The founder and chairman of The Fresh Market chain of upscale grocery stores spun off some of his stake in the company in an initial public offering that netted about $290 million.
With Berry's share of that — about $76 million — he can afford to shop at his own pricey stores for the rest of his life, even if he doesn't get an employee discount.
Apparently Berry and his fellow stakeholders aren't the only ones feeling flush these days, however, as evidenced by the success of the Fresh Market IPO itself. The offering hit the market at a higher-than-expected $22 and quickly soared to more than $32 as investors and analysts likened the company's financial metrics to those of another fast-growing food retailer for the well-to-do: Whole Foods Market (click here for the story).
The success of those two companies in the economic downturn — both are among the industry's leaders in same-store sales growth this year — seems to signal renewed confidence in the economy among some consumers. Higher-end shoppers — the “haves” of 2010 — are also propelling luxury brands like Coach and Hermes, both of which also reported strong financial results in recent weeks.
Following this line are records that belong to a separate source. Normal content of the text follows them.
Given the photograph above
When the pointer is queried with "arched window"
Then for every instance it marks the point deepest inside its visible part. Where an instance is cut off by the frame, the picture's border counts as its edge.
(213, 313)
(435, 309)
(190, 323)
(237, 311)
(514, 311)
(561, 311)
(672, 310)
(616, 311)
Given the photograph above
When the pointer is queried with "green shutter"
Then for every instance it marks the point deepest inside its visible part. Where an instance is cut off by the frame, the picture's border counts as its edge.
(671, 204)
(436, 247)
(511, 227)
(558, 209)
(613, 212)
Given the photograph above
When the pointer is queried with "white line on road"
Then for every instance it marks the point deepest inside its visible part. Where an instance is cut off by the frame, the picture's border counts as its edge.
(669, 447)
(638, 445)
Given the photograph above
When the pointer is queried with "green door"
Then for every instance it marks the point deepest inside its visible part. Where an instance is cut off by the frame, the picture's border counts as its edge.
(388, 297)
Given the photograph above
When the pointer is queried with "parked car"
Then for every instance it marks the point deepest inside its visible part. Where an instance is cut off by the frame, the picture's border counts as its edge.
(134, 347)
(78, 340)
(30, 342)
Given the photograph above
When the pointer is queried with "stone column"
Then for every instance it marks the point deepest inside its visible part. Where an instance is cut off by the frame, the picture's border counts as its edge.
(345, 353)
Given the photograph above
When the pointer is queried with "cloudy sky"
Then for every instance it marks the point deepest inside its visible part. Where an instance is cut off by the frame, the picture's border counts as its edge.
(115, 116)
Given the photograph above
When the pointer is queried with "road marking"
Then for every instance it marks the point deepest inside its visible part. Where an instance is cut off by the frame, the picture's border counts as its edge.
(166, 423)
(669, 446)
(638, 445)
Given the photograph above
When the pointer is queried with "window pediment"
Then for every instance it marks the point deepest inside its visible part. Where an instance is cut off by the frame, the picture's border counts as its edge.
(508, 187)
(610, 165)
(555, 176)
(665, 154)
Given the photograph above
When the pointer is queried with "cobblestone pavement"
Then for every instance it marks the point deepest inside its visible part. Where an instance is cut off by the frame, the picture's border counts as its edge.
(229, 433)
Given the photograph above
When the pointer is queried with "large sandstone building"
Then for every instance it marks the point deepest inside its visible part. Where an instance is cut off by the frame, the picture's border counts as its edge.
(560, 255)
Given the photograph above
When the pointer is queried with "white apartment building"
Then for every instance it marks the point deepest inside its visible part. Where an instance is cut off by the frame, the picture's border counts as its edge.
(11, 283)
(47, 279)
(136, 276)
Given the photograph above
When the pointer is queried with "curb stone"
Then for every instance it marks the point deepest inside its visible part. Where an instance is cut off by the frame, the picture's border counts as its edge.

The question is whether such consumers are at the front of a slow-moving economic train that is reaching the light at the end of the tunnel, or, are they on a separate track from the “have-nots” still riding in the darkness of the third-class seats?
One stock analyst, who asked not to be identified, pointed out that the success of Fresh Market and other higher-end consumer brands is an indication that a bifurcation of consumer spending has returned, after the initial shock of the recession has dissipated among wealthier consumers.
That's a boon for food retailers at the high end, but it promises to be an ongoing challenge for those in the middle. While traditional supermarket operators, with their broad range of shopper income groups, might see opportunities to pick up some extra sales of impulse and specialty items, they will likely still be best served by hewing to a strong price and value message.
Most shoppers will continue to be burdened by unemployment, underemployment and the prospects that these conditions will linger through next year. These people will perpetuate the deal-seeking behaviors that have driven their recent shopping patterns.
As reported in a story on Page 1 of this issue, even Food Lion — arguably one of the sharpest price leaders among traditional supermarket banners — has had to get even more aggressive to retain customers this year.
Interestingly, Food Lion operates in much of the same territory as Fresh Market, and both chains even have their headquarters in the same state, North Carolina.
The difference is that one is serving the consumers in the first-class seats, while the other is just trying to hang on to the shoppers who are somewhere further back in the tunnel.